I was still stuck, though. Bushmeat and roadkill, where was the poem? I started brainstorming phrases. Eventually, one of them contained a violent image, and I suddenly knew that this was the key. Violence and death are inherent in both words–bushmeat/roadkill– and also in the destruction of animals and habitat. Given the burning of forests and jungles, I knew that fire would play an important role in the poem.

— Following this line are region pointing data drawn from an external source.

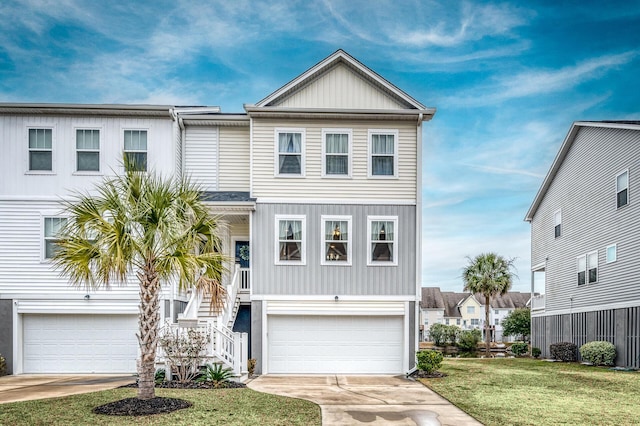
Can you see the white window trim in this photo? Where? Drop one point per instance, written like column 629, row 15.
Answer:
column 372, row 132
column 122, row 151
column 628, row 188
column 100, row 150
column 323, row 260
column 43, row 239
column 615, row 258
column 555, row 215
column 393, row 219
column 276, row 151
column 349, row 134
column 53, row 149
column 303, row 255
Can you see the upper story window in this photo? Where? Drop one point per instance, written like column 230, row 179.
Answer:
column 290, row 239
column 612, row 253
column 337, row 150
column 41, row 150
column 622, row 189
column 290, row 152
column 52, row 227
column 135, row 149
column 592, row 266
column 87, row 150
column 336, row 244
column 383, row 153
column 557, row 219
column 383, row 245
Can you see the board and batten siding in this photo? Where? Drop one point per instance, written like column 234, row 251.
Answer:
column 313, row 185
column 23, row 272
column 201, row 156
column 234, row 158
column 340, row 87
column 317, row 279
column 14, row 142
column 584, row 188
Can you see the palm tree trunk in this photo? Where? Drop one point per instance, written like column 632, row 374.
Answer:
column 487, row 336
column 148, row 323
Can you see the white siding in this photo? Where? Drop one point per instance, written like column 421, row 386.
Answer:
column 234, row 158
column 340, row 87
column 201, row 156
column 313, row 185
column 14, row 147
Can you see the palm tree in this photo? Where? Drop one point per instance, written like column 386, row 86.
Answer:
column 158, row 228
column 490, row 275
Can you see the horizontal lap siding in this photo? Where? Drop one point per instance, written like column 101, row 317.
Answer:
column 313, row 185
column 234, row 158
column 21, row 269
column 316, row 279
column 14, row 145
column 584, row 188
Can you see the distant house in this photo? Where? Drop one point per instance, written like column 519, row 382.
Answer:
column 465, row 310
column 585, row 241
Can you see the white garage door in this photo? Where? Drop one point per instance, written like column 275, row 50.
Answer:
column 79, row 343
column 335, row 344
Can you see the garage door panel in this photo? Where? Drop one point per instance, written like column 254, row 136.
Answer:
column 338, row 344
column 79, row 343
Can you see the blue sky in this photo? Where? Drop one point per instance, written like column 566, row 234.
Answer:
column 507, row 78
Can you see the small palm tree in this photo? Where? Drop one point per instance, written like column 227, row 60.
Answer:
column 490, row 275
column 159, row 229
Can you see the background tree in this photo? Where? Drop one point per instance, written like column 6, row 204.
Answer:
column 490, row 275
column 517, row 323
column 158, row 229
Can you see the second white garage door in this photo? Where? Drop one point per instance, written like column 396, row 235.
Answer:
column 335, row 344
column 79, row 343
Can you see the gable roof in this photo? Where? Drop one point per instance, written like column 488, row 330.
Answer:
column 564, row 149
column 340, row 57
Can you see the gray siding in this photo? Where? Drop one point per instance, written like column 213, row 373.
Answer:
column 584, row 189
column 6, row 333
column 316, row 279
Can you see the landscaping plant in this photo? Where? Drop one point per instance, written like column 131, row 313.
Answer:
column 429, row 361
column 598, row 352
column 564, row 351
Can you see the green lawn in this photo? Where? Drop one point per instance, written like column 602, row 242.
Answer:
column 210, row 407
column 531, row 392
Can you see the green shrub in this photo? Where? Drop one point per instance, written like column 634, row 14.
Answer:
column 468, row 340
column 564, row 351
column 519, row 348
column 598, row 353
column 216, row 374
column 429, row 361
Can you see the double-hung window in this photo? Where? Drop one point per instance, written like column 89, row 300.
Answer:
column 87, row 150
column 383, row 153
column 336, row 150
column 135, row 150
column 40, row 149
column 52, row 227
column 383, row 246
column 336, row 240
column 557, row 219
column 290, row 239
column 622, row 189
column 290, row 152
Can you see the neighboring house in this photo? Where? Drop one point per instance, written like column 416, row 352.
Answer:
column 318, row 186
column 465, row 310
column 585, row 241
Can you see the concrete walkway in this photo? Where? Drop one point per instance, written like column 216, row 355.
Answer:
column 24, row 387
column 371, row 400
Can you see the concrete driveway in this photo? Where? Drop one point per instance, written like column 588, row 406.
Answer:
column 24, row 387
column 372, row 400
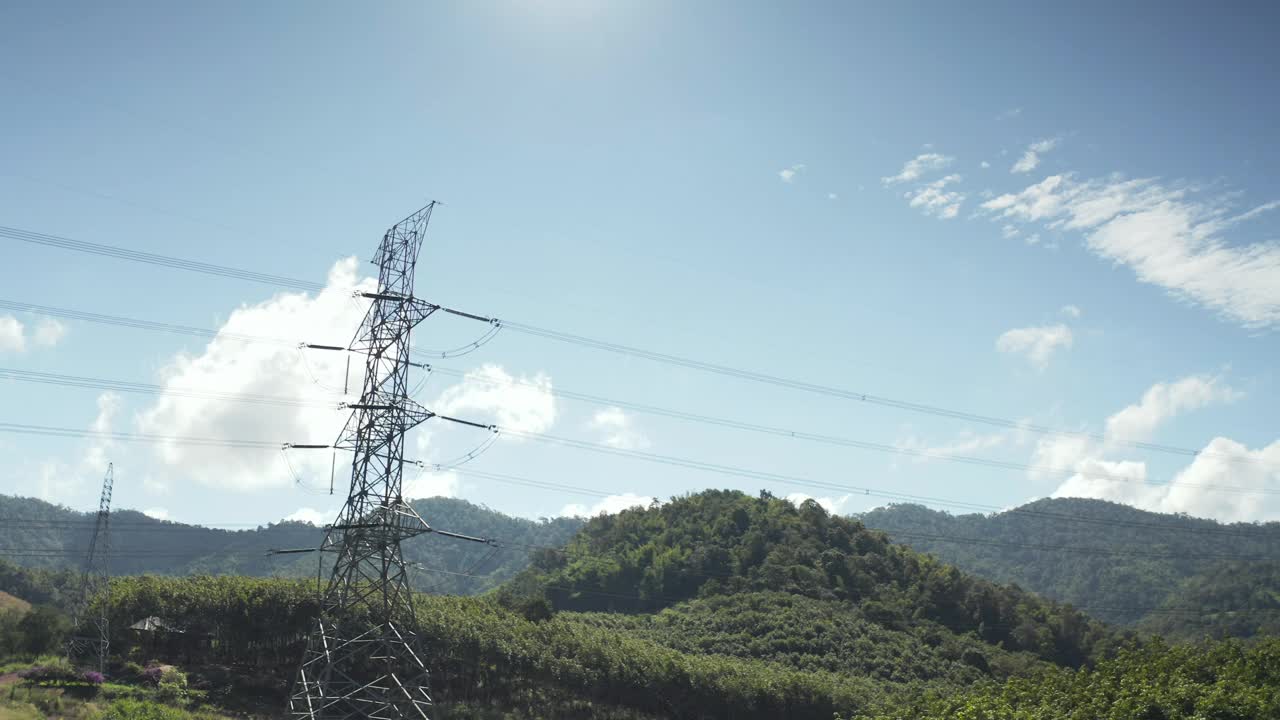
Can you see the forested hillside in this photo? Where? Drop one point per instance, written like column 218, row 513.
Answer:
column 39, row 534
column 1166, row 573
column 723, row 543
column 714, row 605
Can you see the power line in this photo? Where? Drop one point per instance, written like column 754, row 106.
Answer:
column 901, row 497
column 800, row 434
column 133, row 323
column 894, row 534
column 595, row 343
column 676, row 461
column 147, row 388
column 126, row 386
column 767, row 475
column 22, row 428
column 154, row 259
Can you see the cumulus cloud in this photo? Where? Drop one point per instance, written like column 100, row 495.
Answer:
column 490, row 392
column 1225, row 481
column 917, row 167
column 608, row 506
column 430, row 484
column 77, row 482
column 12, row 337
column 318, row 518
column 833, row 505
column 789, row 174
column 1166, row 236
column 935, row 199
column 967, row 442
column 1164, row 401
column 282, row 370
column 1031, row 158
column 618, row 429
column 1037, row 343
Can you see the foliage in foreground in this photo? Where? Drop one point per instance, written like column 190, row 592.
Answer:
column 1179, row 565
column 725, row 542
column 1216, row 682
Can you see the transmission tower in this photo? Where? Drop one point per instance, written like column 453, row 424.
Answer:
column 362, row 660
column 95, row 582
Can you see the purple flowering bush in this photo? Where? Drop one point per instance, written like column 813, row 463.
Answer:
column 49, row 673
column 152, row 675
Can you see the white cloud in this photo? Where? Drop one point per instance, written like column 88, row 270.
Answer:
column 609, row 505
column 490, row 393
column 77, row 483
column 618, row 429
column 49, row 332
column 430, row 484
column 1057, row 454
column 12, row 337
column 1164, row 401
column 1031, row 158
column 933, row 199
column 1203, row 488
column 1166, row 236
column 13, row 333
column 1037, row 343
column 833, row 505
column 915, row 168
column 229, row 365
column 1206, row 487
column 318, row 518
column 965, row 443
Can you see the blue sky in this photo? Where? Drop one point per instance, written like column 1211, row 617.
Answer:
column 818, row 191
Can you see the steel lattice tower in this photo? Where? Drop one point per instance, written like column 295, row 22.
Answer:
column 96, row 582
column 362, row 660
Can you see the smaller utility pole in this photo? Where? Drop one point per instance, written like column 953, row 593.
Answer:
column 96, row 582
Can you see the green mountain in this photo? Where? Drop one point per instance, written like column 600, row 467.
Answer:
column 1168, row 573
column 37, row 534
column 717, row 605
column 695, row 560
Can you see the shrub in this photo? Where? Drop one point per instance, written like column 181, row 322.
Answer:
column 50, row 673
column 173, row 686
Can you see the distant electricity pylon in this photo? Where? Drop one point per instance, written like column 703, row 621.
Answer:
column 95, row 583
column 364, row 660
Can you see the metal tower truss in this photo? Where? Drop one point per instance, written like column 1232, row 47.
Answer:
column 362, row 660
column 95, row 583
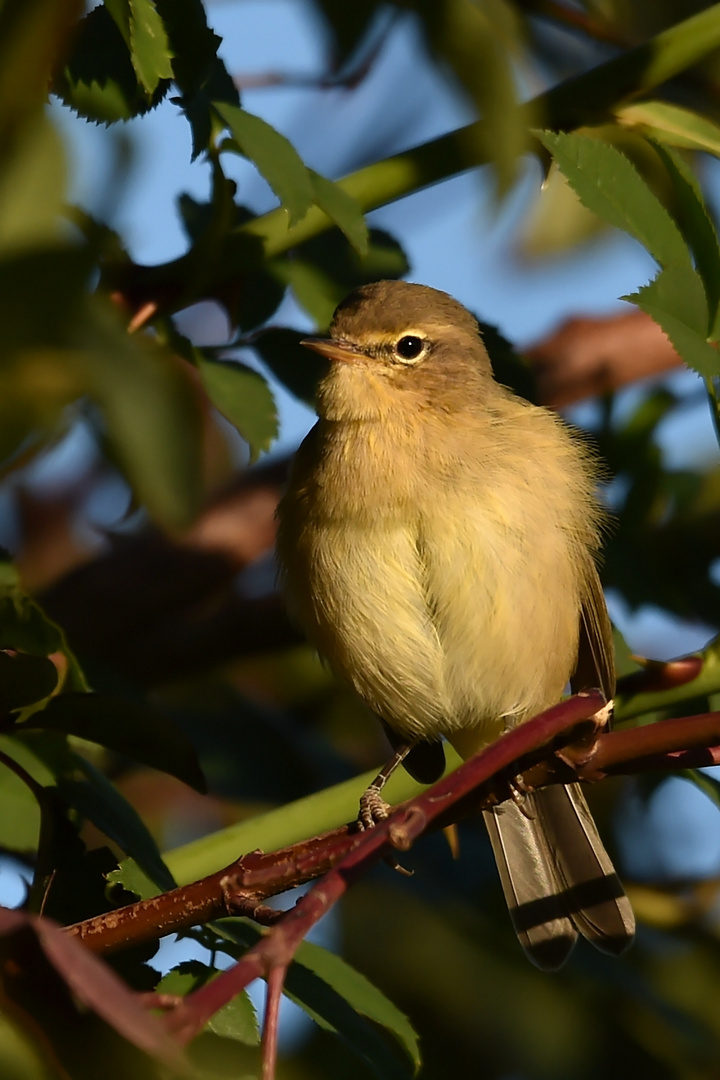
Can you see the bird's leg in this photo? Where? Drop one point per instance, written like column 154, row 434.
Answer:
column 372, row 807
column 519, row 792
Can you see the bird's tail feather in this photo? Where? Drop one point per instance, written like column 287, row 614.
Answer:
column 557, row 877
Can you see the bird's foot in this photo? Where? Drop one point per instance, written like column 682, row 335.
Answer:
column 519, row 792
column 372, row 808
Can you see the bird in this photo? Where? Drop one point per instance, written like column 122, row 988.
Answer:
column 438, row 542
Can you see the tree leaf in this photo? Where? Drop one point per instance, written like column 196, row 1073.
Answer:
column 98, row 80
column 25, row 679
column 151, row 412
column 244, row 397
column 275, row 158
column 24, row 625
column 697, row 227
column 236, row 1020
column 126, row 727
column 93, row 983
column 342, row 208
column 150, row 50
column 297, row 367
column 100, row 801
column 341, row 1000
column 609, row 185
column 673, row 124
column 676, row 301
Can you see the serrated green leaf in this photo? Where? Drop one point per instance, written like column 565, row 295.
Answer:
column 244, row 397
column 150, row 50
column 673, row 124
column 341, row 1000
column 357, row 991
column 297, row 367
column 151, row 412
column 100, row 801
column 342, row 208
column 676, row 301
column 609, row 185
column 126, row 727
column 697, row 227
column 275, row 158
column 98, row 80
column 236, row 1020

At the time, I was also working on a joke poem about “The Pope, a Rabbi, and a Rock Star walk into a bar.” Substitute Bushmeat and Roadkill, and I was off to the races.
I just started writing, committed only to violence. I had a suspicion it would end in a sexual encounter, mirroring a common occurrence in violent death, as the genes seek re-creation, but I had no idea how it would get there. Carnage bursting through the wall of the bar was a complete surprise, but his picking up pistols and shooting people was a natural act of revenge (after a bit of howling). And then, of course, the two of them ended up in the forest.
I made up the band name Rampage on the spot. I was delighted to discover the band existed and was a perfect choice of music.
This poem was a catharsis for me. I felt wild and unconstrained, voicing an animal cry of despair, dreaming of survival while surrounded by death. Adding the “The Ballad of …” to the title was a late addition that just felt right.
Of course, readers of the poem seldom made the ecological connection; I just got very strange looks – and remarks – about the violence. The second title seemed like an important pointer for the reader: No, it’s not just violence, there is method to it.